Lepiej kolej w Afryce
W Niemczech Köhlerowi na sercu leży oświata młodzieży. Mając na uwadze świat zwraca on uwagę na wyzwanie, jakim jest globalizacja. I rosnąca przepaść między bogatymi i biednymi.
Köhler angażuje się zwłaszcza na rzecz Afryki. Często udaje się tam w podróż: "dla mnie odbiciem człowieczeństwa tego świata są losy Afryki”, mówi. I dodaje: "a dziś wiemy, że mniejszym ryzykiem byłaby budowa kolei transafrykańskiej od inwestowania w znany nowojorski bank.“
Chciał być niewygodny
I rzeczywiście spełnił swą obietnicę, że będzie niewygodnym prezydentem. Dwa razy odmówił podpisania ustaw, uchwalonych głosami wielkiej koalicji, nie raz wątpił w ich zgodność z konstytucją, pozostawiając ostateczną decyzję Trybunałowi
Najważniejszą decyzją Köhlera było rozwiązanie Bundestagu w lipcu 2005 roku za wniosek ówczesnego kanclerza, Gerharda Schrödera.
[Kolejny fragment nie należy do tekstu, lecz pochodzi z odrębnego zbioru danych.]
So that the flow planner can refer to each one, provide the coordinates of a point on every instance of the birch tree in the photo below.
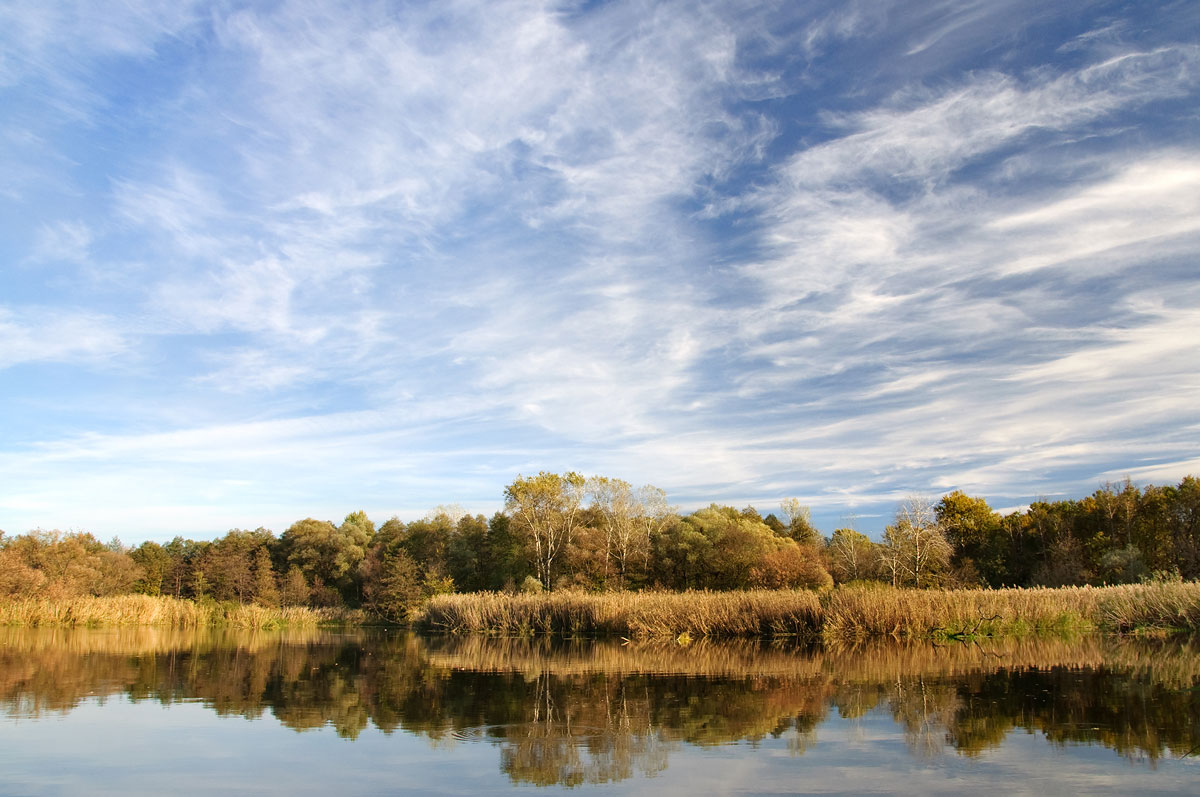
(546, 510)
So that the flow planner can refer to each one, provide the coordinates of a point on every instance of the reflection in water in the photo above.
(573, 712)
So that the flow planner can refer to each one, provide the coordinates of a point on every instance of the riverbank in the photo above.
(844, 613)
(851, 612)
(173, 612)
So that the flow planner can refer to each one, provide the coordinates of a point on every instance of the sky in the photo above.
(267, 261)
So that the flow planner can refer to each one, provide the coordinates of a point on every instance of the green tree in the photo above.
(155, 563)
(329, 556)
(972, 529)
(799, 522)
(393, 587)
(295, 588)
(267, 591)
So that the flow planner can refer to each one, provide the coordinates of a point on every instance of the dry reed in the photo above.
(147, 610)
(843, 613)
(633, 615)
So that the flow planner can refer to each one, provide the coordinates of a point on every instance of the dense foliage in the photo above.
(601, 534)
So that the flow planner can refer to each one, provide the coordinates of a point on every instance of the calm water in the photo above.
(144, 711)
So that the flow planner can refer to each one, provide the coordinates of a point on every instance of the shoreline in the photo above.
(843, 613)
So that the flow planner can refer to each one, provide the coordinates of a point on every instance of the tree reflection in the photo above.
(574, 713)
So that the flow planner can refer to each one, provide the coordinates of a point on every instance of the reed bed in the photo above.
(630, 615)
(147, 610)
(845, 613)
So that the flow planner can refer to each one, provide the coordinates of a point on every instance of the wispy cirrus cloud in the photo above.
(395, 253)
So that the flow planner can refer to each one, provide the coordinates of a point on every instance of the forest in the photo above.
(601, 534)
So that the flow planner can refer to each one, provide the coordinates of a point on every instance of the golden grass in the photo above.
(147, 610)
(631, 615)
(843, 613)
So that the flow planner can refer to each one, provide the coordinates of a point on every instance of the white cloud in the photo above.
(57, 335)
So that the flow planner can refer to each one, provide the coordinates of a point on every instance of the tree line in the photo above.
(564, 531)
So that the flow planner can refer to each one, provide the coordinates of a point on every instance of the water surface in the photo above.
(143, 711)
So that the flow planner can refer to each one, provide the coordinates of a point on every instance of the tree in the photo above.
(790, 567)
(329, 556)
(393, 586)
(799, 522)
(852, 556)
(628, 519)
(915, 549)
(155, 563)
(267, 591)
(546, 509)
(295, 588)
(972, 529)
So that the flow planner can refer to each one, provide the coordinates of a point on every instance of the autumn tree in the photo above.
(852, 556)
(546, 510)
(915, 549)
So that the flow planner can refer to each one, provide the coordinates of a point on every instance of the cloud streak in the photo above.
(311, 257)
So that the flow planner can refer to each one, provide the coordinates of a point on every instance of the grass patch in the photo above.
(147, 610)
(845, 613)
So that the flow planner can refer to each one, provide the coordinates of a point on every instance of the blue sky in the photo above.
(275, 259)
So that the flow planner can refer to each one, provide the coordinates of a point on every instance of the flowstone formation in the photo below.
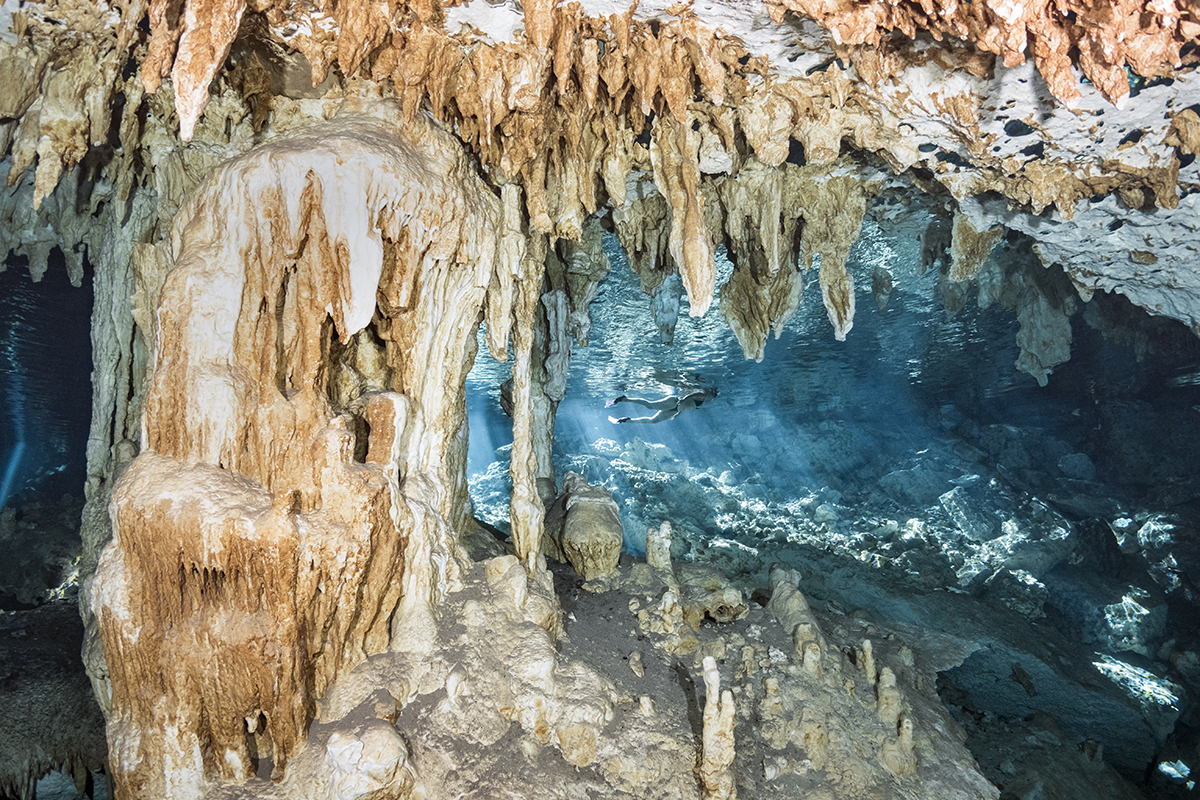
(298, 215)
(299, 378)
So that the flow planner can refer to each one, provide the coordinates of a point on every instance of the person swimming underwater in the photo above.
(666, 408)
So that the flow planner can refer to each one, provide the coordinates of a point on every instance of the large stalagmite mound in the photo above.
(311, 335)
(299, 214)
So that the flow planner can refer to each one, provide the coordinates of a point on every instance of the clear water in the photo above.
(45, 384)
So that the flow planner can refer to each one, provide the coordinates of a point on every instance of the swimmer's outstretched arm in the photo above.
(667, 402)
(665, 414)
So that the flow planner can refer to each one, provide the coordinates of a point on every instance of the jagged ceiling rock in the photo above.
(275, 438)
(976, 98)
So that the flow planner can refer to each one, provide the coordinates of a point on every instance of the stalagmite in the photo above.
(889, 701)
(286, 507)
(526, 505)
(658, 547)
(869, 662)
(718, 738)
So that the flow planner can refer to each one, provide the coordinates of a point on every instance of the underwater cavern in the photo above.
(573, 400)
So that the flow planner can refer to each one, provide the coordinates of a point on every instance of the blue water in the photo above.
(819, 415)
(45, 384)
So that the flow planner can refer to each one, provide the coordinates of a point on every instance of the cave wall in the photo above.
(304, 401)
(298, 215)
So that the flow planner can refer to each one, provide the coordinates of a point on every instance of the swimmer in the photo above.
(667, 407)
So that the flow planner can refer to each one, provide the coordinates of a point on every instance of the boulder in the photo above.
(583, 528)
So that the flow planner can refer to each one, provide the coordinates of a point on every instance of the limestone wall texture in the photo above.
(299, 214)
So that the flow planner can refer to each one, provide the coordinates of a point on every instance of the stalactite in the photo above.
(526, 507)
(376, 234)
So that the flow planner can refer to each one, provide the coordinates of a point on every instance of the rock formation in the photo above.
(298, 215)
(297, 385)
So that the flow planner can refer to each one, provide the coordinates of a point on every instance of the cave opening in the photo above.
(46, 389)
(912, 469)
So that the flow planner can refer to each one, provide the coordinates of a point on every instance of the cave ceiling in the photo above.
(1072, 122)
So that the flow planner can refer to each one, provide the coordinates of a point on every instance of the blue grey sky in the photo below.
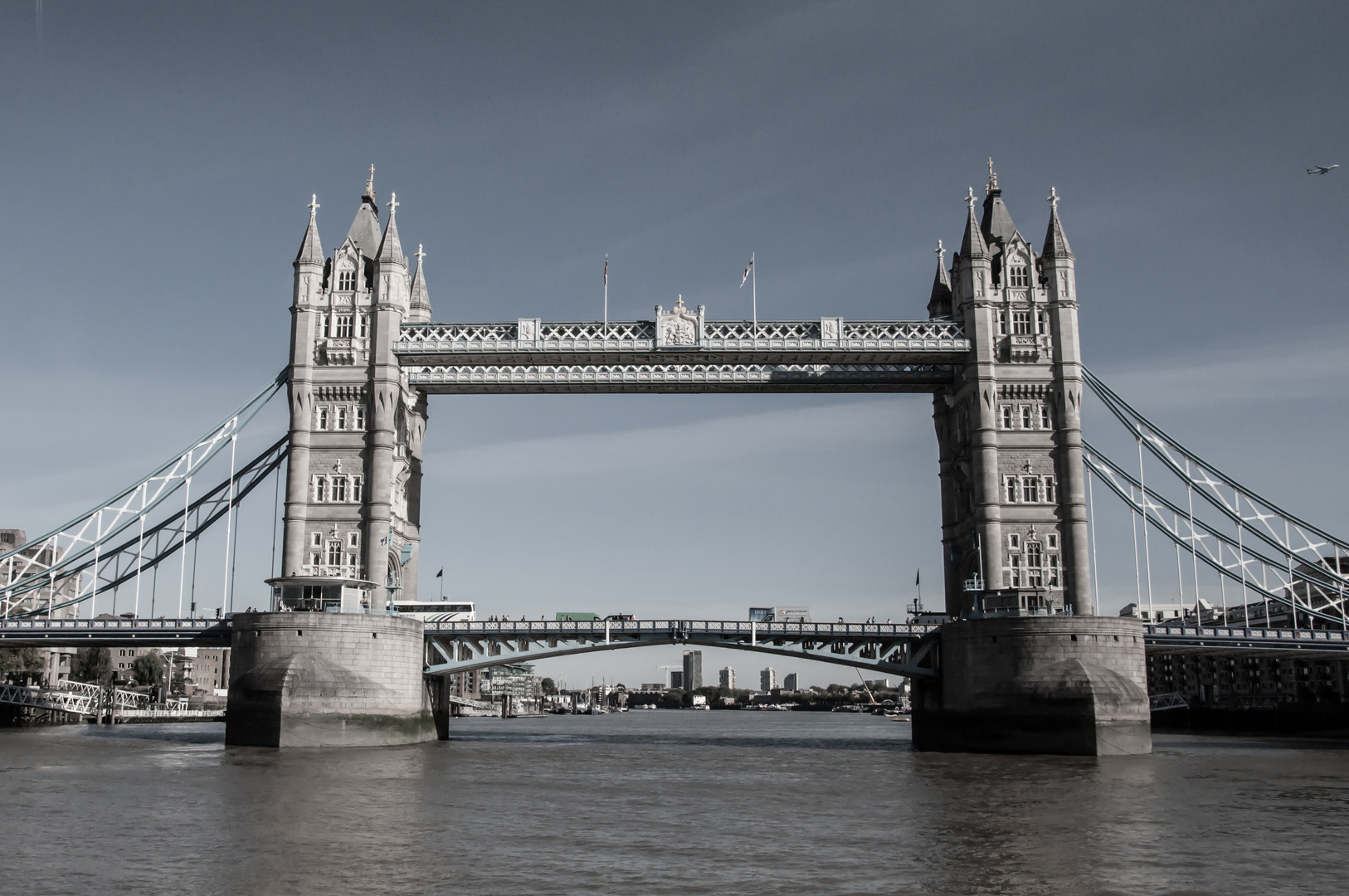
(158, 158)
Opinii Bundestagu zaszkodził fakt, ze kanclerz Schröder z rozmysłem zainscenizował przegranie głosowania o votum zaufania. Köhler mimo to zezwolił na przedterminowe wybory. Większość Niemców postąpiłaby podobnie.
Presja w kierunku reform
Ustawicznym domaganiem się reform Köhler „wyzwolił“ się od kanclerz i chrześcijańskiej demokracji, w imieniu której kandydował do Pałacu Bellevue, siedziby prezydenta w Berlinie.
Do głosu doszedł ekonomista, nie unikający ingerencji w politykę na co dzień. Skrytykował rząd za przedłużenie okresu pobierania zasiłku dla bezrobotnych.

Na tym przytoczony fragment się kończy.